Salvation Is Now, Not Later

One of the ways many traditional Christians have avoided real change/conversion has been to make the gospel of Jesus primarily about going to heaven and avoiding hell. I think this is particularly true for many of us who have made “heaven” the reward for believing the right things. We use all sorts of language for this: accepting Christ into one’s heart, making a decision for Christ, having a born again experience, trusting Christ as personal Savior, etc. (all these expressions mean different things to different people).

The problem is that many Christians who feel they have made this “decision” think that they are guaranteed heaven and see no real need to change now. With the promise of heaven secured, one’s ego can easily pad and protect itself in ways that avoid dealing with the pride, negativity, and greed that resides there. When whole groups of people (evangelical Christians?) are committed to ego protection and defense, real personal or communal transformation rarely happens. Being a Christian, then, becomes nothing more than believing the correct doctrine, observing the proper rites and rituals, or saying the appropriate words. The ego is not touched and the heart is not changed.

But when we understand “heaven” and “hell” primarily as spiritual symbols of our spiritual state in the present, we are more likely to assume some responsibility for how we live. Authentic spirituality is always about “today.” It’s about seeing, doing, waiting, trusting, loving, caring, sharing, and serving now, rather than something we are given in the future as the result of believing the right things or being a part of the “in” group. Jesus said, “Whoever wants to be my disciple must deny themselves and take up their cross daily and follow me” (Luke 9:23). Following Jesus daily, being led by the Spirit of the living Christ daily, living daily in and for the kingdom of God, is not optional. It is at the very heart and core of the good news Jesus proclaimed and embodied.
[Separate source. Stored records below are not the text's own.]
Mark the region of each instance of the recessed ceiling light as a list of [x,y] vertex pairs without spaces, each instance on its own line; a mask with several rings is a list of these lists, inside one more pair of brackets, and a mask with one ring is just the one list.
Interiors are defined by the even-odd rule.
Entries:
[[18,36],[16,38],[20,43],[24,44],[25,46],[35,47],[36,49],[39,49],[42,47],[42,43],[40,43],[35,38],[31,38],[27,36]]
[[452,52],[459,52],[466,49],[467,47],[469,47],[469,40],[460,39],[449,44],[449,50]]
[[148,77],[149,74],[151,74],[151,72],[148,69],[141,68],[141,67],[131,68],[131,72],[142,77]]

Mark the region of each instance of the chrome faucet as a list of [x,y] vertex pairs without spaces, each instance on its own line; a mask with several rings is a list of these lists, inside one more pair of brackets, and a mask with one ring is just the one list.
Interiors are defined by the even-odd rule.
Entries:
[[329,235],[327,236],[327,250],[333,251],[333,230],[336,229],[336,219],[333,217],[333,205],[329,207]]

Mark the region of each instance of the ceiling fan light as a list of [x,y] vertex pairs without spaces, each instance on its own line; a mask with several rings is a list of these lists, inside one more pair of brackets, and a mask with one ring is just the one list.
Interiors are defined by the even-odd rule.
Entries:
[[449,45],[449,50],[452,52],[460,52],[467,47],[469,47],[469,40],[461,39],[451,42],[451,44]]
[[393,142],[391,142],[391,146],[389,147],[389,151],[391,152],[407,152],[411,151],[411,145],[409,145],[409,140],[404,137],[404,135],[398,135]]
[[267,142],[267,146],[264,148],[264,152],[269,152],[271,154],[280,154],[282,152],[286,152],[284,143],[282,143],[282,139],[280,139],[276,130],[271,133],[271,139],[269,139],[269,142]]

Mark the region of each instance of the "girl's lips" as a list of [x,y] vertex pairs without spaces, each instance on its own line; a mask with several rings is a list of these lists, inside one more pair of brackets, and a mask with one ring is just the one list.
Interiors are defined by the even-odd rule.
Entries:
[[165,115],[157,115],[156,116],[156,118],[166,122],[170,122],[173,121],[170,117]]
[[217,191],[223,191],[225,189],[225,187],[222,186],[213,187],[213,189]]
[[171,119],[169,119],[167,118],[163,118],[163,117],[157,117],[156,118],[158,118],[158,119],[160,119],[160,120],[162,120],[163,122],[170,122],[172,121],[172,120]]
Jesus certainly believed in a future resurrection, as did his early followers (whose writings make up our New Testament). But that was never at the center of the gospel he proclaimed. Jesus called his disciples into a mindset, lifestyle, and lifetime of change. And I have no doubt that whatever constitutes life in a resurrected state (which is all speculation from our side of it) continuing change will be part of it.

Salvation is a continual process, never a completed state. When one stage is complete, we simply enter another. One who is being saved, one who is spiritual, is one who invites and welcomes the indwelling Spirit to teach her/him how to love. This involves breaking old habits of ego protection, negative reactions, and selfish behavior and attitudes, and allowing the Spirit, whose very nature is Love and Grace, access to our innermost being. The Spirit inspires and empowers new patterns of reaction and interaction with others in ways that are pervaded by forgiveness and compassion. We learn to die daily to the old, false self as we learn to put on the new, Christ self (read Eph 4-5 and Col 3).

When we do church right, this is what we are teaching one another—how to “walk in the way of love, just as Christ loved us” (Eph 5:2).


  1. Are you saying that the idea of resurrection is untrue? You use terms like symbolic as if to disbelieve a concept yourself. I agree that the idea of some reward, such as heaven, does not focus on the nature of true christianity, but it does not mean it untrue. I am trying to understand what you are trying to say. When I read your blog you seem to be denying somethings as you state you particular position of spiritual transformation.

  2. To reformedschools:
    Not at all. In my blog above I state that "Jesus certainly believed in a future resurrection, as did his early followers." I do as well. My point is that Jesus' emphasis was on bringing heaven to earth, seeing the kingdom of God realized in this world individually, communually, and globally. So I believe salvation is primarily about transformation right now, a transformation that continues into the resurrected state and beyond.

  3. Are you making the same point as N.T. Wright about the importance of living a life realizing that what one does is important? Also, have you read the book "Life Together" by Bonhoeffer. If you have, do you recall the idea of community and authentic faith lived out with other believers in a world of unbelievers?

  4. I like much of what Wright says and I certainly concur with Wright about the importance of being agents and collaborators with God in the implementation of God's kingdom now. I have read Bonehoeffer, but it has been some time ago. I just skimmed back through the book and can't recall what he says about the church engaging the world. His chapter on ministry is primarily about how disciples serve one another in the faith community.